Parte do valor dos 470 milhões em falta obtém-se com um objetivo para o saldo orçamental diferente em uma décima. Logo aqui “obtemos” 200 milhões. Será que isto desvirtua o orçamento? (caso não seja cumulativo com muitas mais alterações). Será que seríamos sancionados por Bruxelas ou pelas agências de rating? Não. Poria em causa o objetivo para a dívida? Não. A outra parte (ou a totalidade caso o governo queira manter o objetivo para o saldo) poderá ser obtida sem agravamento das taxas de tributação, apenas pela dinâmica geral de crescimento do IVA que se antecipa maior do que era esperado no OE2019. Apenas caso as previsões para 2020 sejam insuficientes para os objetivos orçamentais, poder-se-á ponderar o agravamento da tributação do diesel, justificado pela racionalidade económica (altamente poluente e transição energética) e pelo benchmarking internacional. Portugal, ocupa, também aqui o grupo dos países com maior tributação sobre os combustíveis de transportes (enquanto estivermos no grupo dos países com maior peso da dívida teremos este mantra sobre nós). Na gasolina e no gasóleo ocupamos respetivamente a 9ª e a 11ª posição mais elevadas em 28 países em termos de tributação. Na sua relação com o PIB per capita subimos para a 5ª posição e a 9ª respetivamente. Somos dos países em que existe maior diferencial na tributação da gasolina e do gasóleo, favorável a este.
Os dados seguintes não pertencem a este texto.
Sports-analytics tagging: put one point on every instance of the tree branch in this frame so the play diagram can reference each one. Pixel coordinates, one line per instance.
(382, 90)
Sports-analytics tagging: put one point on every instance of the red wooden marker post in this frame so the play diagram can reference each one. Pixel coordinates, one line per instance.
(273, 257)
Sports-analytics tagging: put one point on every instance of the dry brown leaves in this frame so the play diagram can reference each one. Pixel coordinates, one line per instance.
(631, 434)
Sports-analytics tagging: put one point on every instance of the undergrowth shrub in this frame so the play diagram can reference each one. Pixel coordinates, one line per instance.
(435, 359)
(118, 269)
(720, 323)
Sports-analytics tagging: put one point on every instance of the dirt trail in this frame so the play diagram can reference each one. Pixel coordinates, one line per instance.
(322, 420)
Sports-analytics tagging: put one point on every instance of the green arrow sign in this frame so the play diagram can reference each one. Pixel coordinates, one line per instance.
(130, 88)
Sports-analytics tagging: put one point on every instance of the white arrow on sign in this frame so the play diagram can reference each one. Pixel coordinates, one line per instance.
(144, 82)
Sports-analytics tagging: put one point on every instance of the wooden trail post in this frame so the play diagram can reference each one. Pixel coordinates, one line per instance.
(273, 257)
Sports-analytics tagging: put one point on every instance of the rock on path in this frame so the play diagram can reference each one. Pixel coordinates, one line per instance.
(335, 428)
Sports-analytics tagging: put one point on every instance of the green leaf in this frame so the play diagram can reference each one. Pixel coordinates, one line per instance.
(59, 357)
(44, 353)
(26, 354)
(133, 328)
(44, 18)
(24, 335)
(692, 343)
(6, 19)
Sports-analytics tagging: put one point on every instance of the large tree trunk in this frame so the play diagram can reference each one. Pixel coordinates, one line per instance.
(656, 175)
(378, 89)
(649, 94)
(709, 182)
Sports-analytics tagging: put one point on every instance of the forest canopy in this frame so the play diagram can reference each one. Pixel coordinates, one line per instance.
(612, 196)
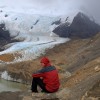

Se queremos efetivamente uma transição energética não deveremos recear um progressivo agravamento da fiscalidade sobre os combustíveis fósseis e um desagravamento sobre as fontes de energia cada vez mais limpas, como a eletricidade, mantendo uma neutralidade fiscal. Aquilo que desvirtua orçamentos são medidas irrealistas no campo das remunerações de pessoal ou das pensões. Não é acomodar uma baixa moderada do preço da eletricidade. O Orçamento do Estado é o tempo das decisões políticas estratégicas. Tenhamos coragem de as assumir.